Kementerian Pekerjaan Umum dan Perumahan Rakyat (PUPR) resmi memulai pembangunan Bendungan Jeneleta di Kabupaten Gowa, Provinsi Sulawesi Selatan. Proyek ini bertujuan untuk meningkatkan pengendalian banjir di Kota Makassar, yang sebelumnya hanya mengandalkan Bendungan Bili-Bili dengan kapasitas 375 juta meter kubik (m³) yang dibangun pada 1997.
Menteri PUPR, Basuki Hadimuljono, menyatakan bahwa pembangunan bendungan dan embung di seluruh Indonesia adalah langkah nyata untuk mengatasi dampak perubahan iklim, terutama menghadapi cuaca ekstrem. “Pemerintah Indonesia harus memperbanyak tampungan air, baik embung maupun bendungan, untuk cadangan air saat kemarau dan efektif menahan debit banjir saat musim hujan,” jelasnya.
Kepala Balai Besar Wilayah Sungai Pompengan Jeneberang (BBWSPJ), Suryadarma Hasyim, menambahkan bahwa Bendungan Bili-Bili kini tidak lagi memadai untuk mengendalikan banjir, seperti yang terjadi pada 2019. Bendungan Jeneleta akan berperan dalam menahan luapan Sungai Jenelata, yang berhilir ke Sungai Jeneberang, mendukung Bendungan Bili-Bili dalam mengatur aliran air.
“Bendungan Jenelata akan mereduksi banjir di Makassar dan membantu saat kekeringan, menyediakan cadangan air untuk pertanian, suplai air baku, dan kebutuhan masyarakat,” ujar Suryadarma.

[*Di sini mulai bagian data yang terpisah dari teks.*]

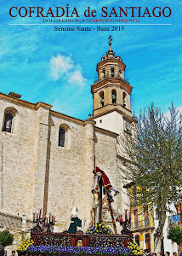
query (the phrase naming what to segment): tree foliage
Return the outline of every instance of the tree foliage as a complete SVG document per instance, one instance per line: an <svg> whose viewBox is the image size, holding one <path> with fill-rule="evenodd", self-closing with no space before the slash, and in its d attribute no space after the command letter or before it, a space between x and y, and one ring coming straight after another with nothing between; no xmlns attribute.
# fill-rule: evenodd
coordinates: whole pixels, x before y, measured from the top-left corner
<svg viewBox="0 0 182 256"><path fill-rule="evenodd" d="M179 244L182 242L182 230L179 227L171 228L168 230L168 238Z"/></svg>
<svg viewBox="0 0 182 256"><path fill-rule="evenodd" d="M135 202L155 207L162 236L168 206L181 200L182 119L176 108L164 116L153 104L138 119L132 135L118 137L118 166L122 177L138 188Z"/></svg>
<svg viewBox="0 0 182 256"><path fill-rule="evenodd" d="M3 232L0 232L0 244L3 245L3 247L7 247L9 245L11 245L14 241L14 235L9 233L9 230L4 230Z"/></svg>

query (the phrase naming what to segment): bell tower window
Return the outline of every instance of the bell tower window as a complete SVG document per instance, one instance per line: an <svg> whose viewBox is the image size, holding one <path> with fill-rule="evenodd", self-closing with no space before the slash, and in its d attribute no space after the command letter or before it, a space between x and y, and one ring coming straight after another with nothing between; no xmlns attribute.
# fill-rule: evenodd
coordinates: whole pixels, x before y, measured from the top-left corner
<svg viewBox="0 0 182 256"><path fill-rule="evenodd" d="M102 71L102 78L103 78L103 79L105 78L105 70Z"/></svg>
<svg viewBox="0 0 182 256"><path fill-rule="evenodd" d="M105 96L104 91L101 91L100 93L100 106L104 107L105 106Z"/></svg>
<svg viewBox="0 0 182 256"><path fill-rule="evenodd" d="M123 92L122 101L123 101L123 107L125 108L127 106L127 94L126 94L126 92Z"/></svg>
<svg viewBox="0 0 182 256"><path fill-rule="evenodd" d="M7 113L4 118L4 124L3 131L12 132L13 115L10 113Z"/></svg>
<svg viewBox="0 0 182 256"><path fill-rule="evenodd" d="M59 146L64 148L65 143L65 131L63 128L59 131Z"/></svg>
<svg viewBox="0 0 182 256"><path fill-rule="evenodd" d="M112 90L112 104L117 103L117 90Z"/></svg>
<svg viewBox="0 0 182 256"><path fill-rule="evenodd" d="M114 68L111 69L111 78L114 78Z"/></svg>

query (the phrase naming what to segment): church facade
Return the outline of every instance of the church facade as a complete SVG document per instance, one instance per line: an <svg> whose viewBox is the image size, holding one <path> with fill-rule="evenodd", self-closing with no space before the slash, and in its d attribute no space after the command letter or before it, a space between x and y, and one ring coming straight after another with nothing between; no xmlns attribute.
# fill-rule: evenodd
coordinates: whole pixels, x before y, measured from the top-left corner
<svg viewBox="0 0 182 256"><path fill-rule="evenodd" d="M98 80L91 86L93 116L85 120L55 112L47 103L26 102L16 93L0 93L1 228L10 228L7 218L23 215L31 227L33 212L42 208L54 216L55 230L63 231L73 207L87 228L95 166L120 192L111 203L115 215L128 208L117 145L121 131L132 133L135 123L130 106L133 87L124 79L126 65L109 44L97 64ZM111 224L106 208L103 220Z"/></svg>

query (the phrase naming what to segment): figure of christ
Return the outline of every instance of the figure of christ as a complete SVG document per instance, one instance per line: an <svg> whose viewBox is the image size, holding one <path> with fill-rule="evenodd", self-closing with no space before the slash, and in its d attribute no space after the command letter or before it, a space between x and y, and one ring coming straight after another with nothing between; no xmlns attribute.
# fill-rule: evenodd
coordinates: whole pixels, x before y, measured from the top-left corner
<svg viewBox="0 0 182 256"><path fill-rule="evenodd" d="M112 187L112 185L110 183L109 177L105 173L105 172L96 166L95 170L93 171L93 173L95 174L95 175L97 175L97 177L98 177L98 182L97 182L97 183L99 183L99 180L102 177L103 183L104 183L105 190L107 192L109 201L110 201L110 202L114 201L111 192L111 190L115 191L115 195L117 195L119 193L119 191L117 191L115 188Z"/></svg>

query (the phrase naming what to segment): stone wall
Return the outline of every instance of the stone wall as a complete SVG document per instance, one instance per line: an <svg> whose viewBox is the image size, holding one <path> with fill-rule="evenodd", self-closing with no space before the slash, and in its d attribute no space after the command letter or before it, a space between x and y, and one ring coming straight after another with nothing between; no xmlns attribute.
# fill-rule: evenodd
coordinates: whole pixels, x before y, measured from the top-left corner
<svg viewBox="0 0 182 256"><path fill-rule="evenodd" d="M13 132L2 131L4 110L11 107L15 116ZM33 187L37 168L37 112L14 100L0 100L1 211L32 217Z"/></svg>

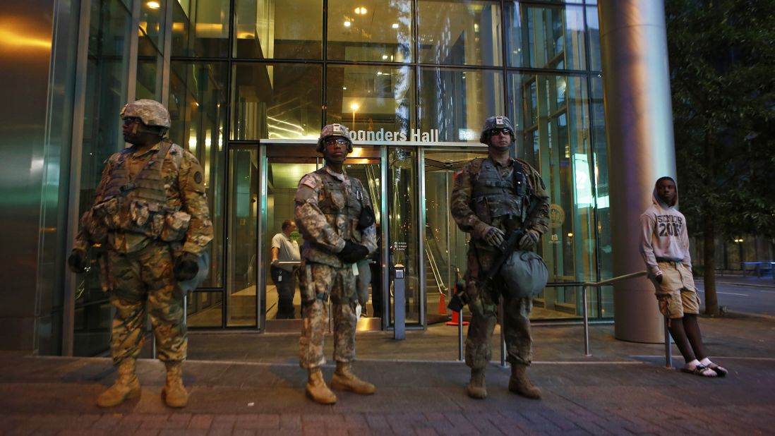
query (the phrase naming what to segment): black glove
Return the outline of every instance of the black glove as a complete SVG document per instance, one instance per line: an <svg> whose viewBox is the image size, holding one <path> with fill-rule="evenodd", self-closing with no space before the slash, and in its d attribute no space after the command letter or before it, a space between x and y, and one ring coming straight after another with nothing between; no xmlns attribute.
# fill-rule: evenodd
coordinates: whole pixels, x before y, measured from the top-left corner
<svg viewBox="0 0 775 436"><path fill-rule="evenodd" d="M67 266L70 270L80 274L86 270L86 252L78 249L73 249L67 258Z"/></svg>
<svg viewBox="0 0 775 436"><path fill-rule="evenodd" d="M195 254L188 252L184 252L175 259L175 267L173 270L175 273L175 278L178 281L184 282L196 276L199 272L199 264L197 262L199 257Z"/></svg>
<svg viewBox="0 0 775 436"><path fill-rule="evenodd" d="M345 263L355 263L362 259L366 259L368 254L369 249L360 244L346 240L344 248L336 256Z"/></svg>

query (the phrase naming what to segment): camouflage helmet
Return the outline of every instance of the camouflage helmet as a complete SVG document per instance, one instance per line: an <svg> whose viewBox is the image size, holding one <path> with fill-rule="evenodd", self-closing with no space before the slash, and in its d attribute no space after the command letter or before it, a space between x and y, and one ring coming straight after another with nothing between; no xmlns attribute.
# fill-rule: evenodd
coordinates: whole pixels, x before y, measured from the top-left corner
<svg viewBox="0 0 775 436"><path fill-rule="evenodd" d="M143 120L147 126L170 128L170 112L161 103L155 100L138 100L124 106L121 109L121 118L136 117Z"/></svg>
<svg viewBox="0 0 775 436"><path fill-rule="evenodd" d="M320 131L320 138L318 139L318 153L323 153L323 142L327 138L332 136L341 136L347 139L347 153L353 151L353 139L350 137L350 129L341 124L329 124Z"/></svg>
<svg viewBox="0 0 775 436"><path fill-rule="evenodd" d="M530 251L512 252L499 271L506 285L505 292L512 298L533 297L543 290L549 280L546 263Z"/></svg>
<svg viewBox="0 0 775 436"><path fill-rule="evenodd" d="M479 142L485 144L487 146L490 145L490 130L493 129L502 129L505 127L506 129L512 131L512 142L514 142L514 125L512 124L512 120L508 119L508 117L505 117L501 115L490 117L484 120L484 125L482 126L482 133L479 136Z"/></svg>

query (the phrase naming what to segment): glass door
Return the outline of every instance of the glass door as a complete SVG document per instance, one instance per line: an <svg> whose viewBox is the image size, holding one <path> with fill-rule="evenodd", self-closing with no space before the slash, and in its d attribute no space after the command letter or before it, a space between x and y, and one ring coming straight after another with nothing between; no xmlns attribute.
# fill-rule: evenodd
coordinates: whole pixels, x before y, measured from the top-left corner
<svg viewBox="0 0 775 436"><path fill-rule="evenodd" d="M257 327L258 150L234 148L229 158L226 326Z"/></svg>
<svg viewBox="0 0 775 436"><path fill-rule="evenodd" d="M450 197L454 186L453 174L476 157L484 157L480 151L425 151L425 211L423 238L425 271L425 317L428 324L448 320L446 304L452 297L455 283L466 273L466 252L469 240L450 212Z"/></svg>

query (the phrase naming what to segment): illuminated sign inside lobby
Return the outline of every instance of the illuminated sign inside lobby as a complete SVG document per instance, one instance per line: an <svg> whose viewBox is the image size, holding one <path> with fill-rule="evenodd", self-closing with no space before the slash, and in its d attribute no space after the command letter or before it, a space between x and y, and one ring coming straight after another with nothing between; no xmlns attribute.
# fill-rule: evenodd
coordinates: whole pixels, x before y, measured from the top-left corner
<svg viewBox="0 0 775 436"><path fill-rule="evenodd" d="M415 142L438 142L439 129L422 131L412 129L408 134L405 132L379 130L350 130L350 137L353 141L374 141L390 142L393 141L413 141Z"/></svg>

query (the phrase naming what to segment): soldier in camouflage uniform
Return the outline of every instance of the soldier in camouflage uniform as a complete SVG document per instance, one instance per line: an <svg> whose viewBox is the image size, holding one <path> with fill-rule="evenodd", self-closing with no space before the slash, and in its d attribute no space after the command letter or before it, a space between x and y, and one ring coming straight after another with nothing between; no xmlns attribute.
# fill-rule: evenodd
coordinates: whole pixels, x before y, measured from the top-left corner
<svg viewBox="0 0 775 436"><path fill-rule="evenodd" d="M100 267L103 290L115 308L110 349L119 377L97 404L115 406L140 396L135 362L147 310L167 367L162 397L182 407L188 400L181 370L188 338L179 281L197 274L198 259L212 239L204 174L194 155L164 139L170 115L161 104L138 100L124 106L121 118L132 146L105 162L68 259L71 269L82 273L88 248L108 247Z"/></svg>
<svg viewBox="0 0 775 436"><path fill-rule="evenodd" d="M300 366L308 371L306 393L314 401L333 404L336 396L323 380L320 366L331 300L336 370L331 387L371 394L374 386L353 374L355 360L356 263L377 249L374 211L360 180L343 168L353 142L346 127L323 128L317 151L326 166L301 178L295 197L295 218L304 237L299 287L303 324L299 339Z"/></svg>
<svg viewBox="0 0 775 436"><path fill-rule="evenodd" d="M540 398L540 390L525 375L532 359L529 317L531 297L515 297L506 291L503 279L491 282L485 276L500 252L496 249L505 235L528 223L518 249L535 250L547 228L549 196L541 175L527 162L509 157L514 128L506 117L490 117L482 128L480 141L487 144L488 156L470 162L455 174L450 209L458 227L471 234L468 248L466 294L471 324L466 339L466 365L471 369L468 395L485 398L484 371L492 356L491 338L497 321L498 298L503 296L504 333L507 360L512 364L509 390L529 398ZM529 205L538 202L532 216Z"/></svg>

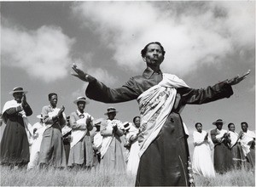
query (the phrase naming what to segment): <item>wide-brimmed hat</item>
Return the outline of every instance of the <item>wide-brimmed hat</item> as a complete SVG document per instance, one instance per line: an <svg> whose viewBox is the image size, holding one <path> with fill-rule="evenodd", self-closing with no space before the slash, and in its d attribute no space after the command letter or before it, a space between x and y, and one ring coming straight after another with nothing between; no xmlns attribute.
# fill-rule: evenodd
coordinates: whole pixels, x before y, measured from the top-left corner
<svg viewBox="0 0 256 187"><path fill-rule="evenodd" d="M116 110L116 109L113 108L113 107L109 107L109 108L107 109L107 113L105 113L104 115L108 115L108 114L109 114L111 112L116 112L117 113L118 110Z"/></svg>
<svg viewBox="0 0 256 187"><path fill-rule="evenodd" d="M127 131L131 128L131 122L125 122L123 123L124 128L125 128L125 131Z"/></svg>
<svg viewBox="0 0 256 187"><path fill-rule="evenodd" d="M77 105L78 102L79 102L79 101L84 102L85 104L89 104L89 101L86 99L85 97L78 97L78 99L75 99L75 100L73 101L73 103Z"/></svg>
<svg viewBox="0 0 256 187"><path fill-rule="evenodd" d="M212 122L212 125L216 125L217 123L222 123L224 124L225 122L224 122L222 119L218 119L214 122Z"/></svg>
<svg viewBox="0 0 256 187"><path fill-rule="evenodd" d="M103 122L105 121L104 118L99 118L99 119L96 119L93 121L93 124L95 127L101 127L102 123L103 123Z"/></svg>
<svg viewBox="0 0 256 187"><path fill-rule="evenodd" d="M27 91L23 90L22 87L15 87L15 88L13 88L13 91L9 92L9 94L14 94L15 93L24 93L26 94Z"/></svg>
<svg viewBox="0 0 256 187"><path fill-rule="evenodd" d="M42 114L38 115L38 116L37 116L37 118L38 118L38 119L43 119L43 115L42 115Z"/></svg>

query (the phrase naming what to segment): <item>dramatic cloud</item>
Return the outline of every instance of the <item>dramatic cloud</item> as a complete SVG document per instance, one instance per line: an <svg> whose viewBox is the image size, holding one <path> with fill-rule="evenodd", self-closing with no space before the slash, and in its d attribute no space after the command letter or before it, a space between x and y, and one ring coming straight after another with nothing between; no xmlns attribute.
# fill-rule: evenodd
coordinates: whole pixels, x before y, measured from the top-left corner
<svg viewBox="0 0 256 187"><path fill-rule="evenodd" d="M46 82L69 73L70 50L74 42L60 27L43 26L26 31L2 26L2 63L21 68L32 78Z"/></svg>
<svg viewBox="0 0 256 187"><path fill-rule="evenodd" d="M254 48L253 2L84 2L73 6L85 26L136 70L152 41L166 48L165 71L187 74L227 54Z"/></svg>

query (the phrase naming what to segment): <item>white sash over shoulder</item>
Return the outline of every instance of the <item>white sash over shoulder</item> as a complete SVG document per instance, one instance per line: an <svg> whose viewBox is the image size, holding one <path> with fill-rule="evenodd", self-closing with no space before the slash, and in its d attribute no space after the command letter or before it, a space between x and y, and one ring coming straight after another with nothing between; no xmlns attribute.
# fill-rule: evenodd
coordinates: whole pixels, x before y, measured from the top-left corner
<svg viewBox="0 0 256 187"><path fill-rule="evenodd" d="M163 74L163 80L143 92L137 102L141 111L141 127L138 142L141 156L156 138L171 112L177 88L189 86L180 78L171 74Z"/></svg>

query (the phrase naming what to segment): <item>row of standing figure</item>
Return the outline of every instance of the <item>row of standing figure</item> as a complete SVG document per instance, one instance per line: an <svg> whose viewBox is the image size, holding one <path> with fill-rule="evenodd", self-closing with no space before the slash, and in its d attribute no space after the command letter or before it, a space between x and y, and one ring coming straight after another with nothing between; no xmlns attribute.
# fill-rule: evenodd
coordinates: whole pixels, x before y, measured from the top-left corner
<svg viewBox="0 0 256 187"><path fill-rule="evenodd" d="M93 122L94 118L84 111L89 103L84 97L79 97L73 102L77 105L76 111L66 116L65 107L57 108L57 94L51 93L48 95L49 105L44 106L42 114L37 116L40 122L31 126L26 116L32 111L26 101L26 93L22 88L15 88L12 92L15 99L8 101L3 107L3 121L7 126L1 141L2 164L24 167L28 163L27 169L37 166L90 169L100 165L110 170L126 170L124 137L126 136L131 145L131 152L134 152L135 144L138 151L138 116L134 118L135 124L138 125L123 124L115 118L117 110L110 107L105 113L107 120ZM127 124L129 127L125 127ZM132 155L135 154L130 156ZM128 158L127 171L135 173L134 165L137 167L139 158L133 164L131 161L135 156L131 157Z"/></svg>
<svg viewBox="0 0 256 187"><path fill-rule="evenodd" d="M254 169L255 133L248 130L246 122L241 123L241 131L235 132L234 123L229 123L229 130L222 128L222 119L212 122L216 128L210 135L202 130L201 122L195 123L197 131L193 133L195 145L192 167L195 174L214 178L215 172L220 174L231 169ZM212 162L212 150L213 163Z"/></svg>

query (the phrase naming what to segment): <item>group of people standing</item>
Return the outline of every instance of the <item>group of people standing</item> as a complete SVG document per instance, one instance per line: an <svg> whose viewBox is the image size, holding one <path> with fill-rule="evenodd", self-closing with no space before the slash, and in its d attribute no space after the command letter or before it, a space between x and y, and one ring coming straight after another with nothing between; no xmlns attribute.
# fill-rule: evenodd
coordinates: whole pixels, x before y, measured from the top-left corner
<svg viewBox="0 0 256 187"><path fill-rule="evenodd" d="M72 67L74 71L73 76L89 83L85 90L87 98L104 103L120 103L137 99L141 117L139 133L135 133L137 134L135 138L131 135L133 131L131 128L130 138L130 140L137 139L139 144L136 186L189 186L193 184L193 178L189 174L191 169L189 164L188 135L180 116L183 109L186 105L201 105L230 97L233 94L232 86L241 82L250 72L248 71L241 76L237 76L207 88L191 88L177 76L161 71L160 65L165 60L165 54L164 47L159 42L148 43L141 51L143 60L147 65L143 73L131 77L126 83L117 88L108 88L96 77L84 72L76 65ZM49 97L50 102L56 99L56 94L53 96ZM26 99L20 97L20 100L23 101L15 102L16 106L11 108L10 110L4 110L3 116L7 125L9 122L16 123L19 120L19 125L24 128L22 117L19 115L20 111L25 110L26 115L29 116L32 114L32 110L25 102ZM58 110L55 108L53 105L43 108L43 122L49 127L43 134L41 143L40 152L44 154L41 156L39 153L38 162L43 166L52 163L59 167L65 163L63 154L65 148L59 141L61 137L60 127L65 120L63 113L65 108L61 107ZM80 113L82 114L83 111L76 114L79 117L73 118L73 124L71 124L71 127L79 127L81 130L86 127L87 130L84 132L86 134L88 129L91 128L91 121L86 120L86 124L78 125ZM97 152L101 154L100 166L108 162L111 164L114 162L114 166L122 167L123 163L114 162L117 158L122 159L122 156L113 157L110 151L119 151L120 137L125 133L122 130L123 127L121 123L115 122L110 116L105 123L104 130L101 130L102 147ZM24 139L27 141L25 128L22 132ZM83 144L81 142L80 144ZM131 146L131 151L134 150L133 144ZM61 154L55 151L55 149L58 149ZM70 154L72 154L72 149ZM49 154L46 154L47 152ZM53 159L53 155L56 155L60 160ZM132 156L131 152L130 155ZM6 156L10 157L9 150L1 151L1 159ZM74 156L69 157L72 156L74 157ZM109 160L104 161L107 158ZM20 162L27 162L28 158Z"/></svg>
<svg viewBox="0 0 256 187"><path fill-rule="evenodd" d="M202 130L201 122L195 123L193 133L195 145L192 167L195 174L214 178L215 172L225 173L231 169L253 169L255 167L255 138L248 130L246 122L241 122L239 133L235 131L235 124L228 124L228 130L223 129L224 122L218 119L212 122L216 126L210 134ZM213 163L212 162L213 150Z"/></svg>
<svg viewBox="0 0 256 187"><path fill-rule="evenodd" d="M128 173L136 174L139 116L133 119L134 124L123 123L115 118L116 109L110 107L105 113L108 119L96 122L84 111L89 103L85 97L73 101L77 110L67 116L65 107L57 107L57 94L50 93L49 105L43 107L41 115L37 116L39 122L32 126L26 118L32 110L26 93L22 88L15 88L10 93L15 99L4 105L3 119L7 126L1 141L1 164L12 167L27 165L28 170L99 166L108 171L125 172L127 168ZM129 156L124 155L125 146Z"/></svg>

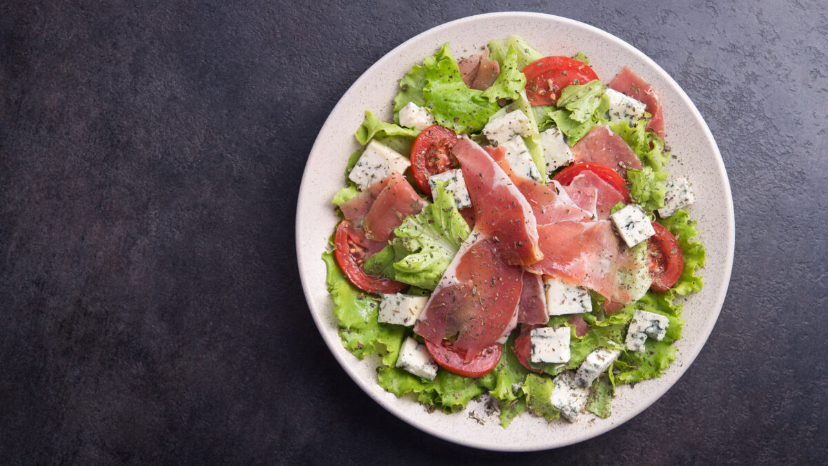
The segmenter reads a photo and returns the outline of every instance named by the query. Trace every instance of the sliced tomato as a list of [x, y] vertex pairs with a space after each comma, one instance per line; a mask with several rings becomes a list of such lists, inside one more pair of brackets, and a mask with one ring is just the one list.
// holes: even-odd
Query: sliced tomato
[[543, 371], [543, 364], [533, 363], [532, 362], [532, 338], [529, 333], [532, 328], [546, 327], [542, 323], [536, 325], [521, 324], [520, 333], [515, 338], [515, 344], [512, 347], [518, 361], [527, 369], [532, 372], [541, 373]]
[[561, 91], [570, 85], [586, 84], [598, 79], [590, 66], [568, 56], [545, 56], [523, 68], [526, 96], [532, 106], [557, 102]]
[[369, 255], [368, 241], [365, 232], [354, 228], [354, 224], [347, 220], [342, 221], [336, 228], [334, 237], [336, 252], [334, 256], [348, 279], [359, 289], [368, 293], [397, 293], [405, 288], [404, 283], [368, 275], [363, 270], [363, 265]]
[[656, 234], [647, 240], [647, 250], [650, 253], [650, 276], [657, 293], [666, 293], [676, 284], [681, 270], [684, 269], [684, 256], [681, 246], [676, 236], [661, 224], [652, 222]]
[[434, 124], [422, 130], [412, 146], [412, 174], [420, 191], [431, 195], [428, 177], [459, 167], [451, 157], [457, 134], [448, 128]]
[[629, 201], [629, 189], [627, 188], [627, 185], [623, 181], [623, 177], [619, 175], [615, 170], [613, 170], [612, 167], [609, 165], [595, 163], [595, 162], [579, 162], [577, 163], [570, 163], [563, 170], [558, 172], [558, 174], [555, 175], [555, 177], [552, 179], [563, 186], [569, 186], [575, 177], [580, 175], [581, 172], [586, 170], [598, 175], [598, 177], [612, 185], [613, 187], [618, 190], [618, 192], [623, 196], [625, 202]]
[[464, 377], [479, 377], [490, 372], [500, 361], [502, 351], [500, 343], [492, 343], [465, 362], [465, 355], [453, 348], [449, 340], [443, 340], [439, 345], [426, 340], [426, 347], [440, 367]]

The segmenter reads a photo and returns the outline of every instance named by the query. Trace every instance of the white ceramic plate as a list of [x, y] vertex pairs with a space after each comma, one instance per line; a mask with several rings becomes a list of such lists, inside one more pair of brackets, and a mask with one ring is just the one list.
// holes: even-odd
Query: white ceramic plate
[[[661, 378], [638, 384], [634, 390], [621, 387], [613, 400], [612, 416], [606, 420], [590, 414], [575, 424], [561, 420], [550, 425], [524, 413], [504, 430], [497, 415], [486, 415], [484, 407], [474, 402], [466, 412], [430, 414], [422, 405], [397, 399], [380, 388], [375, 372], [378, 361], [358, 360], [342, 347], [337, 334], [320, 255], [338, 221], [330, 199], [344, 185], [348, 156], [359, 148], [353, 134], [363, 112], [372, 110], [380, 119], [390, 120], [399, 79], [445, 42], [451, 43], [455, 57], [462, 57], [479, 52], [492, 39], [511, 34], [527, 39], [544, 55], [583, 51], [604, 82], [624, 65], [650, 82], [664, 106], [667, 143], [679, 157], [667, 171], [686, 176], [696, 195], [696, 202], [689, 210], [698, 221], [700, 240], [707, 248], [707, 265], [702, 270], [704, 289], [685, 303], [684, 337], [675, 345], [678, 358]], [[707, 340], [724, 300], [733, 251], [733, 200], [724, 166], [707, 125], [684, 91], [658, 65], [618, 37], [576, 21], [539, 13], [502, 12], [459, 19], [426, 31], [381, 58], [348, 90], [320, 131], [308, 158], [296, 206], [296, 255], [302, 288], [325, 343], [345, 371], [378, 403], [406, 422], [437, 437], [487, 449], [538, 450], [574, 444], [606, 432], [649, 406], [676, 383]], [[471, 419], [469, 411], [484, 424]]]

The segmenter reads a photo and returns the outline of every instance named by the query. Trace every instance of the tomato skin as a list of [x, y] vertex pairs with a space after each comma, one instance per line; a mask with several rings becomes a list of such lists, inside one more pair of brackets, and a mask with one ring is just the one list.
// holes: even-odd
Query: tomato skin
[[500, 361], [503, 350], [500, 343], [492, 343], [466, 362], [463, 355], [452, 348], [451, 342], [448, 340], [443, 340], [439, 345], [426, 340], [426, 347], [440, 367], [464, 377], [480, 377], [490, 372]]
[[552, 179], [563, 186], [569, 186], [575, 177], [585, 171], [590, 171], [598, 175], [598, 177], [607, 182], [619, 192], [620, 192], [621, 195], [623, 196], [625, 202], [629, 202], [629, 189], [627, 188], [623, 177], [619, 175], [618, 172], [614, 170], [612, 167], [609, 165], [595, 163], [594, 162], [579, 162], [577, 163], [570, 163], [563, 170], [558, 172], [558, 174], [555, 175], [555, 177]]
[[428, 177], [457, 167], [451, 157], [451, 148], [457, 143], [457, 134], [448, 128], [433, 124], [423, 129], [412, 146], [412, 174], [420, 191], [431, 195]]
[[678, 240], [660, 223], [652, 222], [656, 234], [647, 240], [650, 255], [650, 276], [656, 293], [667, 293], [672, 288], [684, 269], [684, 255]]
[[[364, 241], [365, 233], [354, 228], [350, 221], [344, 220], [336, 227], [334, 257], [348, 279], [359, 289], [368, 293], [397, 293], [405, 288], [404, 283], [368, 275], [363, 270], [362, 265], [368, 257]], [[352, 249], [354, 250], [352, 251]]]
[[526, 96], [533, 107], [557, 102], [561, 91], [570, 85], [583, 85], [598, 79], [590, 66], [568, 56], [545, 56], [523, 68]]
[[[518, 357], [518, 362], [527, 369], [538, 374], [543, 372], [543, 364], [532, 363], [530, 361], [532, 358], [532, 338], [530, 333], [532, 328], [539, 328], [541, 327], [546, 327], [546, 325], [542, 323], [536, 325], [522, 323], [520, 333], [518, 334], [518, 337], [515, 338], [515, 344], [512, 347], [512, 351]], [[540, 368], [533, 367], [532, 366], [538, 366]]]

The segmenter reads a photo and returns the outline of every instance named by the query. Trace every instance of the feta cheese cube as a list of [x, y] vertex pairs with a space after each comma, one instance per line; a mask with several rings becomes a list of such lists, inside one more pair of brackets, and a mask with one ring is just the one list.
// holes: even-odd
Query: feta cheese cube
[[590, 386], [621, 355], [621, 350], [598, 348], [590, 352], [575, 372], [575, 382]]
[[624, 344], [629, 351], [644, 351], [647, 337], [655, 338], [659, 342], [663, 340], [669, 325], [670, 319], [667, 316], [638, 309], [629, 321]]
[[506, 148], [506, 160], [516, 175], [537, 182], [541, 181], [541, 172], [537, 169], [537, 165], [535, 165], [523, 138], [515, 136], [499, 147]]
[[590, 398], [590, 387], [580, 386], [575, 381], [572, 371], [565, 371], [552, 379], [555, 388], [550, 396], [550, 402], [561, 410], [561, 415], [570, 422], [578, 420]]
[[383, 300], [379, 302], [379, 315], [377, 316], [377, 321], [410, 327], [420, 318], [427, 302], [427, 296], [414, 296], [402, 293], [383, 294]]
[[532, 133], [529, 117], [521, 110], [509, 112], [489, 120], [483, 134], [495, 146], [503, 145], [516, 134], [529, 136]]
[[658, 209], [658, 215], [667, 218], [676, 213], [676, 211], [686, 207], [696, 201], [696, 196], [690, 190], [687, 178], [679, 177], [667, 183], [667, 192], [664, 195], [664, 206]]
[[426, 345], [421, 345], [416, 340], [408, 337], [400, 347], [400, 355], [397, 357], [397, 366], [414, 374], [419, 377], [433, 381], [437, 376], [437, 363], [428, 352]]
[[351, 169], [348, 178], [365, 191], [374, 182], [384, 179], [392, 172], [400, 173], [411, 166], [411, 162], [388, 146], [371, 141], [365, 148], [365, 152], [359, 157], [357, 164]]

Bendungan ini juga akan mensuplai air irigasi untuk 26.773 hektar lahan pertanian dan menyediakan air baku 6,05 m³/dt untuk wilayah sekitar.
Selain itu, Bendungan Jenelata, dengan kapasitas tampungan 223,6 juta m³, memiliki potensi pembangkit listrik tenaga hidro 7 MW, serta potensi pariwisata air dan kuliner. Konstruksi yang dikerjakan oleh PT Adhi Karya (Persero) Tbk dan PT Wijaya Karya (Persero) Tbk bersama KSO CAMC Engineering Co., Ltd dari China, diperkirakan selesai pada 2028 dengan nilai kontrak Rp4,1 triliun, menggunakan dana pinjaman China dan APBN.